176   DEEP VOICE(クロスネット)
 
 見知らぬ少女の不可解な夢を見た主人公、荻巧(変更不可)。目覚めるとそこは古めかしい洋館であり、人里はなれた病院なのだという。巧は交通事故に遭い昏睡状態に陥ったのだ。
 目覚めた巧は奇妙な能力を身につけていた。空間に漂う過去の言葉……、巧は視覚としてそれをとらえ、触覚として触れることで他人の思考を自分のもののように感じることが出来るようになっていた。
 
 ゲームとゲームのちょっとした合間に悩んで購入。極めて衝動買いに近いですが、一応はデモを見てそれなりに気に入ったというなけなしの理由もあったり。
 
 初回版には「DEEP DISC」が同梱されています。内容は壁紙やシステムボイスなど。簡単に言えばメッセの特典ディスクというところでしょうか。しかし、メーカーホームページのタグが単なるアドレスに過ぎないのはどうかと思います。ネット環境のないユーザーのために、という発想はないのでしょうか。
 
 システムはこれが一番の売りなのか、「ボイスリンクシステム」が搭載されています。なんだか声優ブーム時のプレステの怪しいゲームを彷彿とさせないでもないですが、もちろん関係ありません。
 簡単に言えば電波系システムとでもいいましょうか。夜になると部屋の中に会話の一部が複数浮かび上がります。これが選択肢にも当たります(もちろん通常シーンの選択肢もあります)。その他は通常のアドベンチャーと同じと考えてもらって問題ありません。
 ただし、デフォルトでメッセージ送りが「自動」に、メッセージ表記も同様に「無し」に設定されています。つまり主人公のセリフとモノローグのみ表示される訳です。
 この仕様はユーザーの好き好きでしょうが、今作の場合は問題があるように思います。その理由は「ボイスリンクシステム」も含めて選択肢には時間制限が設けられているものもある、ということです。「とらハ3」のように見た目にわかるのならばともかく、そんなこともありません。結果、それが選択肢だったのか、自動送りによるものだったのかわからないのです。コンフィグでいじれるとはいえ、このあたりどうかと思います。
 足回りは上述した理由とも絡んでややツライかと。バックログがないのはメッセージ送りが自動であることを考えると明らかなマイナス。テンポを重要視したのかもしれませんが、巻き戻す手段は残されてしかるべきかと。

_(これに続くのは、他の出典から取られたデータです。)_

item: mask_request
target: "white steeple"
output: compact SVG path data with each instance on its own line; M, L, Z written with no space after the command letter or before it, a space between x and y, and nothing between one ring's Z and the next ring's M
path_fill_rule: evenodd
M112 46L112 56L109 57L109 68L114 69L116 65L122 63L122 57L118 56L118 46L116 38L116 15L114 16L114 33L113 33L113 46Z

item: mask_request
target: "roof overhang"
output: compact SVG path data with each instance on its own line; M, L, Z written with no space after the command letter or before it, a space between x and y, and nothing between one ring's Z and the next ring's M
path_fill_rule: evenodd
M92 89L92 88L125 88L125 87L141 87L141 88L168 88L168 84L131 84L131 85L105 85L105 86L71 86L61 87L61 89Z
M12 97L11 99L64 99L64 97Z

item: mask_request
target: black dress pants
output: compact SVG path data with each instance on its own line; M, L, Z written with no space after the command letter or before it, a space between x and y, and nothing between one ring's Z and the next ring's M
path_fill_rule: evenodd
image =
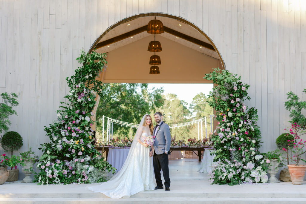
M162 186L162 181L161 177L160 171L162 170L163 175L165 179L165 186L170 187L170 179L169 177L169 167L168 155L164 152L161 154L157 154L154 153L153 155L153 166L155 179L158 187Z

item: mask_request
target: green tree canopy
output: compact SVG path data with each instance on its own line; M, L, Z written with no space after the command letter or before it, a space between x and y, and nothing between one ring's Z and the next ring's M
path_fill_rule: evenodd
M161 106L164 99L162 88L149 90L146 83L105 83L97 110L97 130L102 131L103 116L129 123L138 123L144 115ZM106 123L104 124L106 130ZM129 128L114 125L114 133L124 137ZM133 130L135 132L136 129Z

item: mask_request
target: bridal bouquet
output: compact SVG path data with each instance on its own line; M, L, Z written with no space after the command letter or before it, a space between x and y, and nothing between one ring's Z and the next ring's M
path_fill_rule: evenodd
M148 136L147 137L146 137L144 138L144 143L145 144L148 144L149 147L153 145L154 144L154 139L153 138L153 137L151 135Z

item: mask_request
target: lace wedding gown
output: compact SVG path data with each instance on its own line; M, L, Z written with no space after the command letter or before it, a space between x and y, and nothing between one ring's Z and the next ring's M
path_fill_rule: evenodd
M146 133L143 133L140 140L143 142L144 138L147 136ZM137 142L133 150L135 150L129 153L132 154L128 161L127 159L125 161L122 168L117 173L118 175L100 186L87 188L115 198L129 198L130 195L144 190L154 190L156 184L153 162L150 156L150 148Z

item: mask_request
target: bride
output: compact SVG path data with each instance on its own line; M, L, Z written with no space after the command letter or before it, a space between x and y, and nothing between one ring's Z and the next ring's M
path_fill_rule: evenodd
M152 158L150 156L150 148L148 145L144 142L146 137L152 135L153 131L151 116L145 115L121 169L109 181L100 186L86 188L114 198L129 198L144 190L154 190L156 184Z

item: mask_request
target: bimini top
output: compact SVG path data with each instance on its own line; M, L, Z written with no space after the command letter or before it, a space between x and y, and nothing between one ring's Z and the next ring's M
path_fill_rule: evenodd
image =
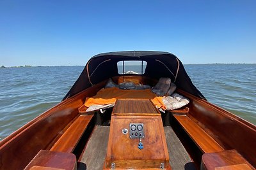
M173 54L162 52L130 51L104 53L92 57L63 100L111 77L120 76L117 63L127 60L146 62L143 76L156 79L169 77L180 89L205 99L193 84L182 62Z

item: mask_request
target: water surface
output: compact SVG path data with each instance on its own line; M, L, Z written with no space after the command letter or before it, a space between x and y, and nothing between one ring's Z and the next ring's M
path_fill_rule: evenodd
M256 64L184 66L209 102L256 124ZM0 140L60 103L83 68L0 69Z

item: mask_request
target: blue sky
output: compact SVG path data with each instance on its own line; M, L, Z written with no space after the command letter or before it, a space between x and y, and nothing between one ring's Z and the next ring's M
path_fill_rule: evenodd
M81 66L123 50L256 63L255 8L254 0L0 0L0 65Z

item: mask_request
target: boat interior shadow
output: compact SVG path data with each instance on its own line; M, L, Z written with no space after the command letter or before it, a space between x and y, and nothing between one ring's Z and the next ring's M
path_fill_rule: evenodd
M77 162L77 170L86 170L87 167L84 163Z
M196 168L193 162L188 162L184 166L184 170L196 170Z

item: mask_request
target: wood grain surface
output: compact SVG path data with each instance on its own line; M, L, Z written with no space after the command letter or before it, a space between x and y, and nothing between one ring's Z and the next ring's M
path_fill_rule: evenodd
M72 153L93 117L92 115L80 115L53 145L51 150Z
M143 123L144 148L138 148L139 139L130 139L124 134L124 128L129 129L130 123ZM107 156L104 168L112 162L120 168L159 167L161 163L169 164L169 155L161 117L112 116Z
M204 153L224 150L212 138L188 117L174 115L174 117Z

 メッセージスキップは既読未読を判別してくれません。加えてキーボードでしか操作できないので不便です。
 
 シナリオは極めて意外性に欠けます。ミステリーやサスペンスものに「謎」は重要な要素だと思うのですが、マニュアルやゲーム序盤の情報から真実がほど近いところにある、というのは問題があるのではないでしょうか。予想の範囲内でしか明かされない、新たな事実というのはひどく退屈なものでした。
 主人公の能力はミステリー系作品の探偵役ならば喉から手が出るほど欲しいものです。しかし、今作の主人公には宝の持ち腐れであるように感じました。
 それは主人公が受動的である、ということもありますが、その能力によって見るものが証拠固めになるようなものではなく、エロ画像に限定されてしまっていることです。なんというか、エロビデオ入らずという程度の能力にしか感じられなかったんですよね。主人公の考察力も異常に低いですし。
 複数のヒロインを抱えていながら物語が一本道であるというのもツライです。純粋に繰り返しプレイが単調ということもありますが、知り得た謎を次回以降に活かせないというのもこういった作品では歯がゆく感じてしまいます(まぁ、活かすほどの謎がない、というのが根本的な問題なのですが)。
 
 CGはゲームの雰囲気に則した美しい仕上がり。キャラクターの表情もたいへん魅力的です。特にイッちゃった目は出色の出来で実に印象的。
 「ボイスリンクシステム」の演出もまぁ、悪くないと思います。なんと書いてあるのか読みにくいですけど。
 立ちCGも個性が良く表現されています。イベントCGとの差を感じさせないのもうまいです。キャラによって数に差があるのが唯一の難かと。
 
 音楽は及第点以上ではありますが、今一つ印象に残りません。曲が使用されていないシーンがあるというのも無関係ではないと思います。
 ボイスは各キャラとも特徴を把握した高レベルの演技を聞かせてくれます。ややオーソドックス過ぎるきらいはありますが。もしや担当は有名声優なんでしょうか。クレジット名に聞き覚えはありませんが、どこかで聞いたような声が多いです。
 
 まとめ。システムとシナリオがうまくかみ合っていない残念な出来。やはりアイデアに応じたシナリオが必要ではないかと。
 デモの方が良かった、とか言ったらマズいですか?
 お気に入り:残念ながらなし
 評点:50
 
 どうにも感情移入できなかったのでキャラ別感想はなしということで。